Jim Belushi runs a legal cannabis business out of his southern Oregon spread, Belushi's Farm.
Jim Belushi runs a legal cannabis business out of his southern Oregon spread, Belushi’s Farm.Discovery Channel

And, if you ask yourself, do not sample Belushi’s product too much.

‘I’m a microdoser. If I have a joint, it takes me about 10 days, ”he says. “I take 2.5 milligrams [THC-infused] Bhang Chocolate – it’s an easy sleep and I wake up awesome – and maybe a little hit from [hybrid cannabis] Cherry Pie – which makes me comfortable and charming and cools my anxiety and I get along with my wife.

‘I call it’ The marriage counselor. ”

Most of “Growing Belushi” shows him with the company he started in 2015 and interacting with his employees, including his cousin-to-ex-cousin, Chris – who oversees day-to-day operations – and young growers Ben and Alex, whom he has known since they were children (he is friends with her father). Viewers also get a glimpse into his personal life.

Another featured character is Jack Murtha, alias marijuana celebrity “Captain Jack,” whose rare strain of Afghan weed was known as “The Scent of ‘SNL'” when Belushi’s late brother, John, died on Saturday night. Live ”in the mid-70s.

‘I met Jack when Danny [Aykroyd] and I started doing the Blues Brothers and we’re playing an East Coast show, ”says Belushi. ‘Jack and Danny were friends, and when I started my business, Danny said,’ you can have Captain Jack’s tribe. It is very unique. ‘Where else would those boys be [on ‘SNL’] stay up and be stimulated and come up with ‘The Coneheads?’ ”

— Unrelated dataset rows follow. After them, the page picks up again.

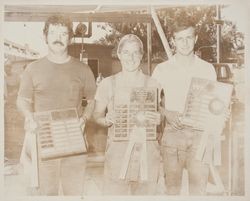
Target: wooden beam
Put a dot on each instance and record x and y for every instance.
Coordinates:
(78, 17)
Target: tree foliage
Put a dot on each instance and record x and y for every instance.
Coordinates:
(203, 16)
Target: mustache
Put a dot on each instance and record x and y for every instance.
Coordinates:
(58, 42)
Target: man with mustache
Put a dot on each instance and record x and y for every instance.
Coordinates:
(56, 81)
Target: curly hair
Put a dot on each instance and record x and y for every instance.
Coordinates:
(59, 20)
(182, 22)
(130, 38)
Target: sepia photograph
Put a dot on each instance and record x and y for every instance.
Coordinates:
(125, 99)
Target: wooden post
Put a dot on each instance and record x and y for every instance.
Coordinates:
(161, 33)
(149, 45)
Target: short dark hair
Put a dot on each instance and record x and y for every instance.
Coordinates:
(59, 19)
(183, 22)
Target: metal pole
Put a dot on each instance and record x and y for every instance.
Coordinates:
(218, 32)
(149, 45)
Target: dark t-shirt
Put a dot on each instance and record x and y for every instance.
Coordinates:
(53, 86)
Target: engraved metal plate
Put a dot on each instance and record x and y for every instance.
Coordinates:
(205, 100)
(59, 134)
(130, 114)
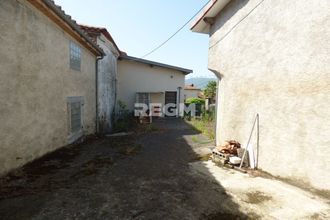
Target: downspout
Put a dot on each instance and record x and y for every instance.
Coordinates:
(219, 78)
(97, 93)
(179, 100)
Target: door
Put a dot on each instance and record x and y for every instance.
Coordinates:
(170, 104)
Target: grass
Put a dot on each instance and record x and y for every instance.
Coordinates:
(203, 126)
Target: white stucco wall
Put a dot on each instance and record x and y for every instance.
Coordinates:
(107, 79)
(191, 93)
(274, 58)
(136, 77)
(35, 81)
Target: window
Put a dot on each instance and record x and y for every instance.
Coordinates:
(75, 56)
(75, 117)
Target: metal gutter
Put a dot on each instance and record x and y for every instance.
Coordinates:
(152, 63)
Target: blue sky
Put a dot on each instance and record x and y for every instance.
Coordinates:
(138, 26)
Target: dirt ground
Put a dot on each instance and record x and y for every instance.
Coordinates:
(158, 172)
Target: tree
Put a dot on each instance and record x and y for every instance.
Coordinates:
(210, 90)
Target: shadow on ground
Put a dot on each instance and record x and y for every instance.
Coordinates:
(143, 176)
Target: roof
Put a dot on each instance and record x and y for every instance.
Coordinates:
(205, 19)
(95, 31)
(152, 63)
(58, 16)
(191, 87)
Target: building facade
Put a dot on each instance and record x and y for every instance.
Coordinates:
(107, 77)
(150, 82)
(271, 58)
(47, 81)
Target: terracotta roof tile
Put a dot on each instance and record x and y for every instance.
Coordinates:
(95, 31)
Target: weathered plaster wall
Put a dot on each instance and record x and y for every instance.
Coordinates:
(35, 81)
(107, 78)
(136, 77)
(274, 58)
(190, 93)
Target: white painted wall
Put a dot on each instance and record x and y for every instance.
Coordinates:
(107, 79)
(274, 60)
(191, 93)
(136, 77)
(35, 82)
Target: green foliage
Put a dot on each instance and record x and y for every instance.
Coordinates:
(210, 89)
(195, 101)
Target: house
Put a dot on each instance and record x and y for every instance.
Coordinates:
(191, 91)
(145, 81)
(272, 59)
(47, 81)
(106, 77)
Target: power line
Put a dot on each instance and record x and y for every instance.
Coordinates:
(162, 44)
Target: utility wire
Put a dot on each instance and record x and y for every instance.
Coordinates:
(162, 44)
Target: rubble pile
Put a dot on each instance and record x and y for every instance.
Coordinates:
(227, 153)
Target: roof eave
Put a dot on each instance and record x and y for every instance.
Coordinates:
(58, 16)
(149, 62)
(211, 10)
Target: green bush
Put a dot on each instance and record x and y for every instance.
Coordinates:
(195, 101)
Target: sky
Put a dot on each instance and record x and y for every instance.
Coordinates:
(139, 26)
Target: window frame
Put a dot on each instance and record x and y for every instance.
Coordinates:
(75, 56)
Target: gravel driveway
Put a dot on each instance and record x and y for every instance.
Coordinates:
(146, 175)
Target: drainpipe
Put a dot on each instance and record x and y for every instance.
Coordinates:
(97, 93)
(179, 100)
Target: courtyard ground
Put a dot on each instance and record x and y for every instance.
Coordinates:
(157, 172)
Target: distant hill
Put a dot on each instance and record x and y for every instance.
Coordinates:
(199, 82)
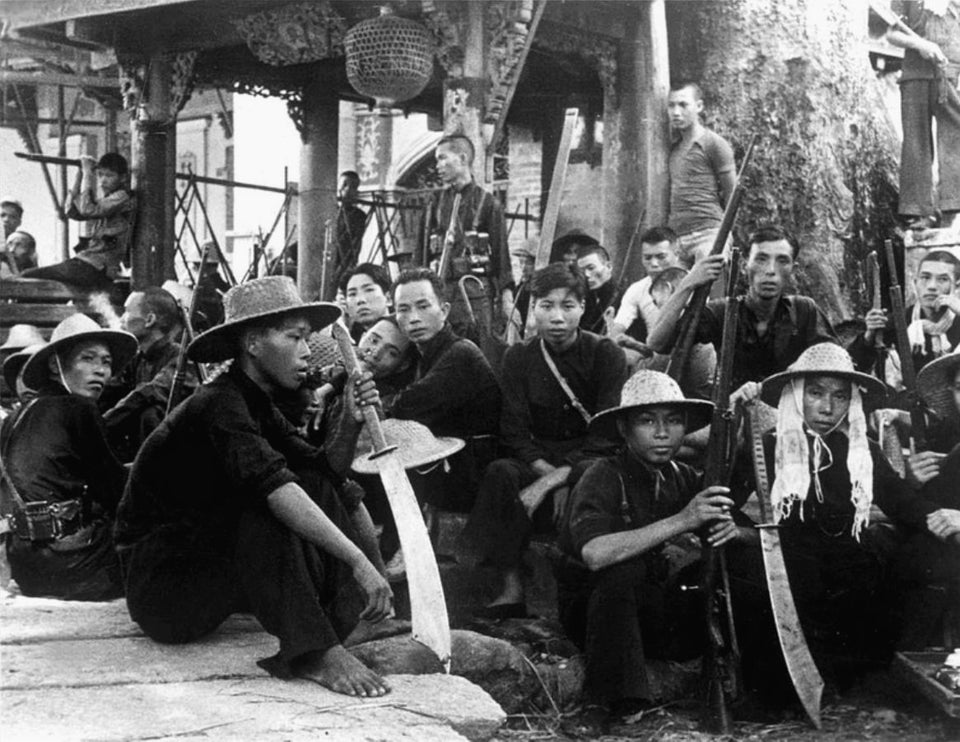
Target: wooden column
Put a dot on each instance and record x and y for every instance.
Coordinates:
(636, 136)
(464, 97)
(318, 191)
(154, 167)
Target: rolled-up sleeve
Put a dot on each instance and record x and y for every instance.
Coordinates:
(251, 466)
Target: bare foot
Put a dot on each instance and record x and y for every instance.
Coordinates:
(341, 672)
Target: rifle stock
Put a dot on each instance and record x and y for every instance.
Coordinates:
(918, 422)
(180, 376)
(691, 315)
(721, 666)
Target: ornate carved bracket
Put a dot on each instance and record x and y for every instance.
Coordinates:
(508, 25)
(134, 72)
(294, 34)
(601, 52)
(444, 26)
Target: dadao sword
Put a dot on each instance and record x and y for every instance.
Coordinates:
(800, 665)
(431, 627)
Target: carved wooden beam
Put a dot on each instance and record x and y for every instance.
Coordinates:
(294, 34)
(513, 26)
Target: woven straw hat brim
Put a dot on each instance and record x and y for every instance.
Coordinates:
(870, 386)
(217, 343)
(14, 362)
(935, 383)
(22, 336)
(123, 346)
(698, 414)
(412, 459)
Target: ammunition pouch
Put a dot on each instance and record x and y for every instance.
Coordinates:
(45, 521)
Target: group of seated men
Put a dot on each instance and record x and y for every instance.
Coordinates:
(232, 505)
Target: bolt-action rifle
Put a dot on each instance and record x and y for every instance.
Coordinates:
(918, 421)
(180, 376)
(691, 315)
(721, 663)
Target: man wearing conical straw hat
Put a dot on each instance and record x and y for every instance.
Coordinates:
(228, 508)
(826, 477)
(618, 594)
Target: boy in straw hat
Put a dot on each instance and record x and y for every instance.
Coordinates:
(542, 429)
(228, 508)
(927, 565)
(62, 482)
(826, 475)
(617, 596)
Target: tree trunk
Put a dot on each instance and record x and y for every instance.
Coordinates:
(798, 74)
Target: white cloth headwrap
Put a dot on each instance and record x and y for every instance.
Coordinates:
(937, 330)
(793, 459)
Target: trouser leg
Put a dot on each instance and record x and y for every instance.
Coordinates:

Belushi mentions his brother several times – John’s wife, Judy, appears in the series, along with Aykroyd – and says he thinks Belushi’s drug use, and possibly death from an overdose in 1982, was caused in part by a traumatic event. concussion he underwent while playing football in high school.

“I saw my brother seize my house and we did not know what was coming,” he says. ‘It was from clapping his head and ringing his bell. That’s what I believe. If Johnny were a pothead, he would be alive today.

“In the second episode, I go to Colombia and I go up in a helicopter and ride into the ‘Red Zone’, where all the cooks are grown,” he says. ‘I look down on those fields and there’s a moment that really struck me. I went, ‘Wow, these fields are really cemeteries, all those people who died to those cooks.’ I wondered, looking at these fields, when I look at the cooks my brother used.

‘If Colombia can take these fields and convert them to cannabis fields, they can heal people instead of killing them.

“Everyone is crying inside,” he says. “Sometimes we take a Xanax or Ambien as a prescription medicine. [Cannabis] is the safest, most non-violent choice. It helps families recover in trauma – not just losing a sibling like me, but illness in the family, the loss of a job or a home … I have even experienced divorce. It is for the battle in all of us.

“One of the reasons cannabis is so productive is that it finds a peaceful way to stop crying.”